Can somebody please help me understand how to do this task:
Use mixture distribution concept to generate 4900 pseudo-random numbers f(x) = 0 when x<-6, 4 when -6<=x<0, 3exp(-2.1x) + 2exp(-1.4x) when x>=0 proportional to this density function. Store the generated values in variable X3.
We did something very similar in class but the teacher didnt explain anything and I have no idea from where he got that stuff. I have already asked the teacher for explanations but he is no help and I just dont understand that stuff.
The task we did in class with solution: Use the mixture distribution concept to generate 10000 values with function f(x) = exp(-2x^2)+0.5*exp(-2x) when x >=-1 and 0 when x<-1 Proportional density function, approximate the corresponding random variables mean based on these values (hint: when generating values, it would ne good to use conditional distribution generation in one case and appropriatly chosen linear transformation in other. SOLUTION:(rstudio)
f <- function(x){
return((exp(-2*x^2)+0.5*exp(-2*x))*(x>= -1))
}
F1_a <- pnorm(-1,sd=0.5) #the first term corresponds to the distribtuon N(0,0.5)
F1_b <- 1
curve(f,-2,10)
d1 <- function(x){
return(dnorm(x,sd=0.5)/(F1_b-F1_a)*(x>=-1))# The conditional distribution density is the density of the base distribution divided by the probability of the interval in the corresponding interval and zero elsewhere.
}
d2 <- function(x){return(dexp(x+1,rate=2))}
int_f <- (sqrt(2*pi)*0.5)*(F1_b-F1_a)+exp(2)/4 #Transform the first term into a density, the integral of the density is expressed through the distribution function.
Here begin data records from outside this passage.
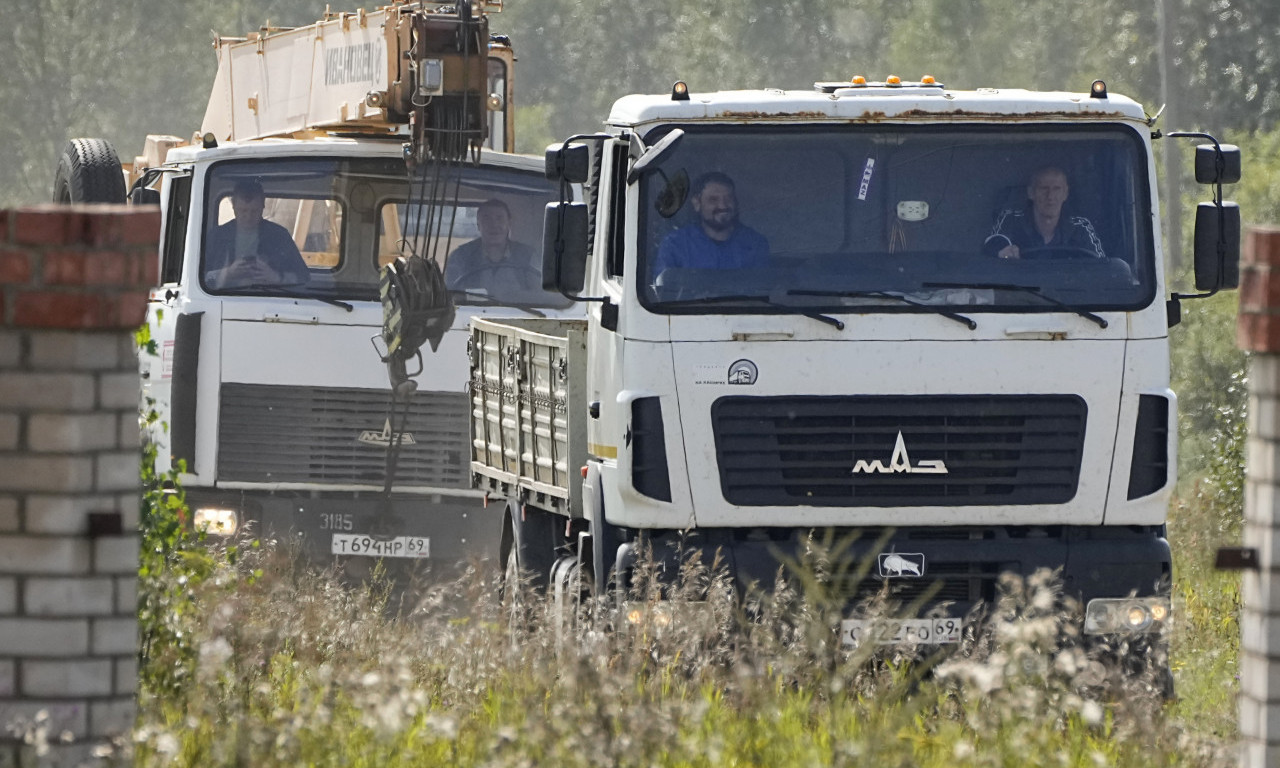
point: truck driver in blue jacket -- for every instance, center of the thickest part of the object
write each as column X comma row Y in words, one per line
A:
column 1041, row 224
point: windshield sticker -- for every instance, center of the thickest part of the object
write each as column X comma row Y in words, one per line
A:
column 867, row 178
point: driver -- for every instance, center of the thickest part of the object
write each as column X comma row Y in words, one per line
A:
column 251, row 251
column 493, row 261
column 1041, row 224
column 718, row 240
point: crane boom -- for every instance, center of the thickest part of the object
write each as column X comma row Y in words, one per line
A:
column 416, row 69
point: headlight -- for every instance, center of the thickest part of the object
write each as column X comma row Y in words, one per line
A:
column 1110, row 616
column 215, row 520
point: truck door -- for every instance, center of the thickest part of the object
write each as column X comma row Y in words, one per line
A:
column 164, row 305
p1 <- (sqrt(2*pi)*0.5)*(F1_b-F1_a)/int_f
p2 <- exp(2)/4/int_f
curve(f(x)/int_f-p1*d1(x)-p2*d2(x),-2,5)
The density function is indeed representable using the densities of the base distributions and that the weights are correct. Small differences arise from rounding errors occurring in computations with floating-point numbers.
n<-10000
milline <- sample.int(2,n,replace=TRUE,prob = c(p1,p2))
tulem <- rep(NA,n)
mitu <- table(milline)
tulem[milline==1]<- qnorm(runif(mitu[1],F1_a,F1_b),sd=0.5)
tulem[milline==2]<- rexp(mitu[2],2)-1
hist(tulem,30,probability =TRUE)
curve(f(x)/int_f,-1,5,add=TRUE)
mean(tulem)
Ok, here is hopefully simple explanation
You have your function written as
f(x) = C1*f1(x) + C2*f2(x), where C1 and C2 are some constants
you want to make it PDF out of it and generate some samples.
First step is to compute normalization term
N = ∫ dx f(x) = C1* ∫ dx f1(x) + C2* ∫ dx f2(x)
Lets denote
N1 = ∫ dx f1(x) and N2 = ∫ dx f2(x)
Therefore
N = C1*N1 + C2*N2
and
PDF(x) = f(x)/N = [C1*f1(x)+C2*f2(x)]/(C1*N1 + C2*N2)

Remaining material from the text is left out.